The results of the event analyses reveal an adverse market reaction to the IFRS 9 post-adoption effect in the retained earnings, accounting for all financial instruments held prior to 2018. Likewise, there was further evidence of a negative market response to the Expected Credit Loss (ECL) post-adoption provisions. The results suggest that investors in Jordan’s banking sector viewed retained earnings and earnings surprises under IFRS 9 less favorably than those under International Accounting Standard (IAS) 39, indicating that the reported deterioration in retained earnings and overall earnings was more severe than the market had anticipated. This suggests that the mandatory transition to IFRS 9 may not have provided advantages for investors in emerging markets, as it exposed them to significant wealth declines and potential losses in future cash dividends.

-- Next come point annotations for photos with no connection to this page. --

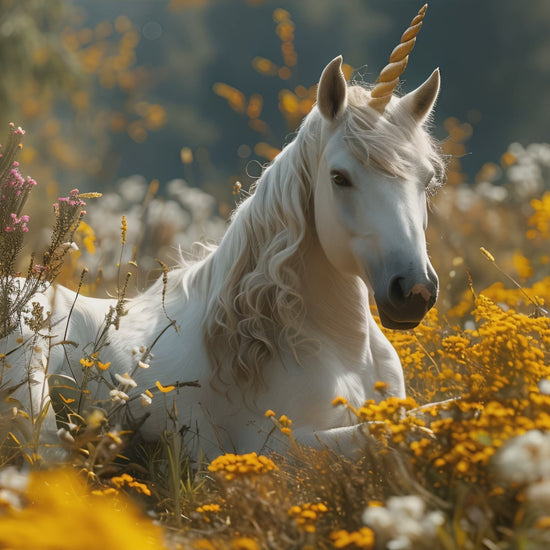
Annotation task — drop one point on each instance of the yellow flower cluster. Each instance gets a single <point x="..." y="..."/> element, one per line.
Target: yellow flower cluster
<point x="207" y="509"/>
<point x="492" y="371"/>
<point x="363" y="538"/>
<point x="389" y="417"/>
<point x="307" y="515"/>
<point x="60" y="514"/>
<point x="232" y="465"/>
<point x="540" y="219"/>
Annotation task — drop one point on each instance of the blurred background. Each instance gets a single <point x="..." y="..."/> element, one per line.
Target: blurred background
<point x="163" y="105"/>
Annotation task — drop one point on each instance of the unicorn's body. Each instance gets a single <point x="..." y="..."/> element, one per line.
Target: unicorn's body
<point x="278" y="316"/>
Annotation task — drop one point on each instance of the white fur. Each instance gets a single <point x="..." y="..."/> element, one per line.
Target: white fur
<point x="278" y="316"/>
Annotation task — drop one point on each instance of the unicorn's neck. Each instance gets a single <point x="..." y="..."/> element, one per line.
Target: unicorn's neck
<point x="336" y="303"/>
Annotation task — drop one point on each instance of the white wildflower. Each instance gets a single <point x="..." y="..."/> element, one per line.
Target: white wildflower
<point x="404" y="522"/>
<point x="118" y="396"/>
<point x="525" y="458"/>
<point x="146" y="400"/>
<point x="539" y="494"/>
<point x="13" y="485"/>
<point x="65" y="436"/>
<point x="125" y="380"/>
<point x="544" y="386"/>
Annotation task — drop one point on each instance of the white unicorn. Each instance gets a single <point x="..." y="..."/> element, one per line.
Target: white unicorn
<point x="277" y="316"/>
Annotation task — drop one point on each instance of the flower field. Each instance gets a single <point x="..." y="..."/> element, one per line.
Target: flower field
<point x="463" y="463"/>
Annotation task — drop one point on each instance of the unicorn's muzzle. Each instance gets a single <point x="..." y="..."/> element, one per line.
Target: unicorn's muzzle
<point x="405" y="301"/>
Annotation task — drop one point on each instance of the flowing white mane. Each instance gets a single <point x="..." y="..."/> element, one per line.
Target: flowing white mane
<point x="254" y="279"/>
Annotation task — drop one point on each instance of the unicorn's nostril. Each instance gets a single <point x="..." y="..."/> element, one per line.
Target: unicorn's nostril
<point x="400" y="292"/>
<point x="396" y="290"/>
<point x="421" y="290"/>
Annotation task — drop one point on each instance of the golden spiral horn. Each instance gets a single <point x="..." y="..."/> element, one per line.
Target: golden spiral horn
<point x="389" y="76"/>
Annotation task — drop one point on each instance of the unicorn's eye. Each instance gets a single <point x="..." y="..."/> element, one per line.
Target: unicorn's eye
<point x="339" y="179"/>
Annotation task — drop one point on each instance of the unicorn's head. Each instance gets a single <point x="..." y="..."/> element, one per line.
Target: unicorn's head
<point x="378" y="167"/>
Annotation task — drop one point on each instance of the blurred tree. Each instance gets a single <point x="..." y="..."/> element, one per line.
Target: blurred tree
<point x="36" y="66"/>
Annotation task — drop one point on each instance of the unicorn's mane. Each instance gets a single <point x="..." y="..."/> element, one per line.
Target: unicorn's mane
<point x="255" y="306"/>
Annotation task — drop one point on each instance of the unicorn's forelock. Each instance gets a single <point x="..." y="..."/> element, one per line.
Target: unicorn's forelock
<point x="393" y="142"/>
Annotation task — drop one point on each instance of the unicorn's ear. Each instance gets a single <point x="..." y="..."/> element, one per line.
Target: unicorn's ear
<point x="332" y="93"/>
<point x="420" y="102"/>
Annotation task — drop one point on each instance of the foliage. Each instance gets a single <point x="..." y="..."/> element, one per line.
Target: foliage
<point x="15" y="291"/>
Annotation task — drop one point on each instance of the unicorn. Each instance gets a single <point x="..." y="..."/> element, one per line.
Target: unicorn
<point x="277" y="316"/>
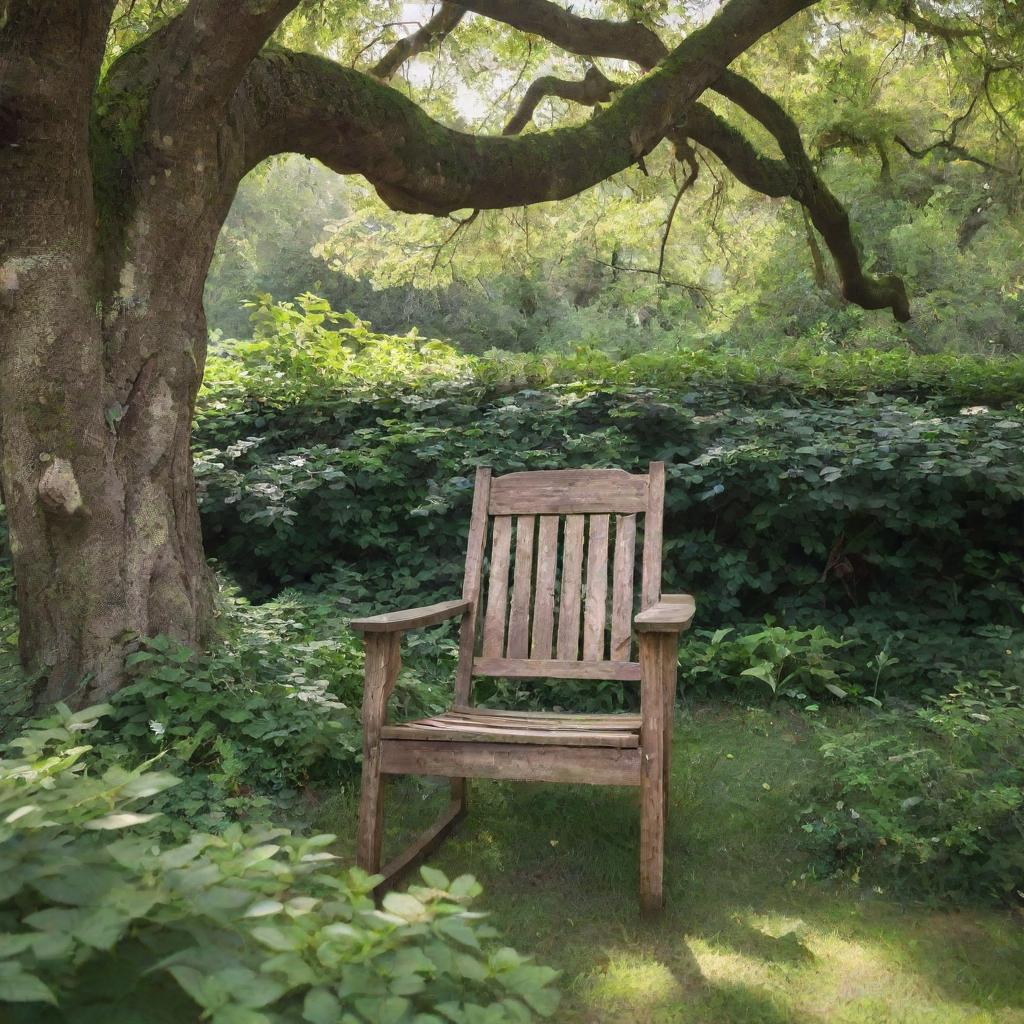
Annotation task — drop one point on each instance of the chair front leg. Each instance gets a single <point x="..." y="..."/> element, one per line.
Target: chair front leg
<point x="383" y="659"/>
<point x="657" y="664"/>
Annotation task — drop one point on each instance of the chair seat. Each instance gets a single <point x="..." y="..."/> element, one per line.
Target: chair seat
<point x="484" y="725"/>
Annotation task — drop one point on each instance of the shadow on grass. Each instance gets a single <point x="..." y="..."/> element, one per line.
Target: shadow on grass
<point x="745" y="938"/>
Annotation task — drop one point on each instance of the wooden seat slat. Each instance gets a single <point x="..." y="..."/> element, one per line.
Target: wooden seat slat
<point x="445" y="729"/>
<point x="514" y="719"/>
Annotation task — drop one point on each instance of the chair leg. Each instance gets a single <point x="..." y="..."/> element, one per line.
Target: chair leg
<point x="656" y="668"/>
<point x="371" y="813"/>
<point x="651" y="830"/>
<point x="460" y="794"/>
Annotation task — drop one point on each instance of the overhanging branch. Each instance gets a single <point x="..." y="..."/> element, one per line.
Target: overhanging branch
<point x="429" y="35"/>
<point x="354" y="124"/>
<point x="795" y="176"/>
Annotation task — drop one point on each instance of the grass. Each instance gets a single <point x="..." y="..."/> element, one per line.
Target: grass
<point x="748" y="935"/>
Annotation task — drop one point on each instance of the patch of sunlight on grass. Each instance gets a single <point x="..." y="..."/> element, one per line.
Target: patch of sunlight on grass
<point x="630" y="981"/>
<point x="719" y="964"/>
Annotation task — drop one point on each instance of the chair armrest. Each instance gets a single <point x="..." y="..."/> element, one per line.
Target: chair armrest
<point x="412" y="619"/>
<point x="673" y="613"/>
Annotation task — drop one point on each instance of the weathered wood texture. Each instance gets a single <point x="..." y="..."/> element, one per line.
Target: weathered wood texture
<point x="470" y="727"/>
<point x="411" y="619"/>
<point x="657" y="659"/>
<point x="622" y="587"/>
<point x="667" y="615"/>
<point x="498" y="587"/>
<point x="383" y="660"/>
<point x="598" y="766"/>
<point x="555" y="540"/>
<point x="471" y="586"/>
<point x="518" y="642"/>
<point x="396" y="868"/>
<point x="536" y="668"/>
<point x="596" y="600"/>
<point x="564" y="492"/>
<point x="651" y="583"/>
<point x="570" y="590"/>
<point x="544" y="601"/>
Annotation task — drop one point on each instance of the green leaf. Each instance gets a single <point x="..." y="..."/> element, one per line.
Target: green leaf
<point x="123" y="819"/>
<point x="321" y="1007"/>
<point x="19" y="986"/>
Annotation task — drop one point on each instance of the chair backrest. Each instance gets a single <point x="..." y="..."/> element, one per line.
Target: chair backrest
<point x="551" y="608"/>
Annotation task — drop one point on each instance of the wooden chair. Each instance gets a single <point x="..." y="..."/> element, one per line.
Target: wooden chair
<point x="531" y="518"/>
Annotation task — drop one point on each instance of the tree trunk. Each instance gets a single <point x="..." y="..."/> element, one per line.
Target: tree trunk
<point x="100" y="357"/>
<point x="97" y="473"/>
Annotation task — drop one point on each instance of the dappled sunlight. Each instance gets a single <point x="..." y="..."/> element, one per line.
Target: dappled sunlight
<point x="631" y="981"/>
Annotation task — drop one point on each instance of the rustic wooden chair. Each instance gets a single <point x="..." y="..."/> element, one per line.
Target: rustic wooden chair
<point x="524" y="638"/>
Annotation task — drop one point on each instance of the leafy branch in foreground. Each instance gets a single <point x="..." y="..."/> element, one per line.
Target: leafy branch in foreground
<point x="98" y="912"/>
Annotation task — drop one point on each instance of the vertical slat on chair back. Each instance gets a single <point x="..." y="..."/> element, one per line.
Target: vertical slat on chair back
<point x="560" y="574"/>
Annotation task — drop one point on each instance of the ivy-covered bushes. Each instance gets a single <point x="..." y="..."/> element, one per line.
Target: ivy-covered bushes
<point x="104" y="915"/>
<point x="268" y="713"/>
<point x="342" y="458"/>
<point x="930" y="801"/>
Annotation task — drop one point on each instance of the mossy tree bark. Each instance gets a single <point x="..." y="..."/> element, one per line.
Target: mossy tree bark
<point x="114" y="190"/>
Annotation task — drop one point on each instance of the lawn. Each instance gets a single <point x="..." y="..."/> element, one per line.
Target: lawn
<point x="748" y="936"/>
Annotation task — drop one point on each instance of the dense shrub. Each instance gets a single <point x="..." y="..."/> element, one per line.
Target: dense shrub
<point x="345" y="459"/>
<point x="269" y="714"/>
<point x="101" y="916"/>
<point x="930" y="800"/>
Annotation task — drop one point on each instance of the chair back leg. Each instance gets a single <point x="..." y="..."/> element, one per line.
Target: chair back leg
<point x="382" y="664"/>
<point x="657" y="657"/>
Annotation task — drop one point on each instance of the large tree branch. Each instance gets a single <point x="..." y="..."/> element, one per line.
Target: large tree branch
<point x="630" y="41"/>
<point x="936" y="25"/>
<point x="429" y="35"/>
<point x="594" y="88"/>
<point x="827" y="214"/>
<point x="204" y="53"/>
<point x="588" y="37"/>
<point x="354" y="124"/>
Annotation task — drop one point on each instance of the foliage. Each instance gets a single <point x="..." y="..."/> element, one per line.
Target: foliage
<point x="259" y="723"/>
<point x="736" y="268"/>
<point x="888" y="521"/>
<point x="98" y="914"/>
<point x="932" y="799"/>
<point x="787" y="662"/>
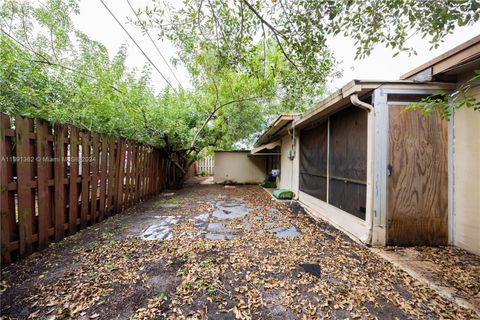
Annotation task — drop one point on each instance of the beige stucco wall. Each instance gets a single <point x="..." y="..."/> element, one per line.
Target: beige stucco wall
<point x="238" y="167"/>
<point x="466" y="176"/>
<point x="289" y="173"/>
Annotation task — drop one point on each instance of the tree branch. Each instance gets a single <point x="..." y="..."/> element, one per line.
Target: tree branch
<point x="210" y="116"/>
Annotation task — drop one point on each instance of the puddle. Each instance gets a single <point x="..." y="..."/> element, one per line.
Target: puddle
<point x="230" y="209"/>
<point x="169" y="205"/>
<point x="218" y="236"/>
<point x="212" y="196"/>
<point x="161" y="230"/>
<point x="168" y="194"/>
<point x="218" y="227"/>
<point x="313" y="269"/>
<point x="291" y="232"/>
<point x="270" y="225"/>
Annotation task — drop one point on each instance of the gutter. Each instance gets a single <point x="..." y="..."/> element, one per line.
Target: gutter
<point x="370" y="158"/>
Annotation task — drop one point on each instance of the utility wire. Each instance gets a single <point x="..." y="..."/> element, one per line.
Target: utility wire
<point x="138" y="46"/>
<point x="153" y="42"/>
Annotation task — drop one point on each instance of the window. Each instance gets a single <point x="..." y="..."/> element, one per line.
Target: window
<point x="340" y="141"/>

This study provides essential recommendations to the regulatory agencies in Jordan and other developing markets. Strengthening the regulatory framework is crucial to mitigate the impact of new accounting standards, such as IFRS 9, on banks’ financial results. By enhancing regulatory oversight, authorities can help reduce the adverse effects of these standards on bank performance and minimize investor shock during their implementation. These improve investor confidence when adapting to significant regulatory changes.
This study is among the first attempts to provide empirical evidence and insight into the impact of IFRS 9, particularly the implementation of the ECL model, on banks’ earnings, the adoption effect on retained earnings, and, in turn, on stock returns in a developing country.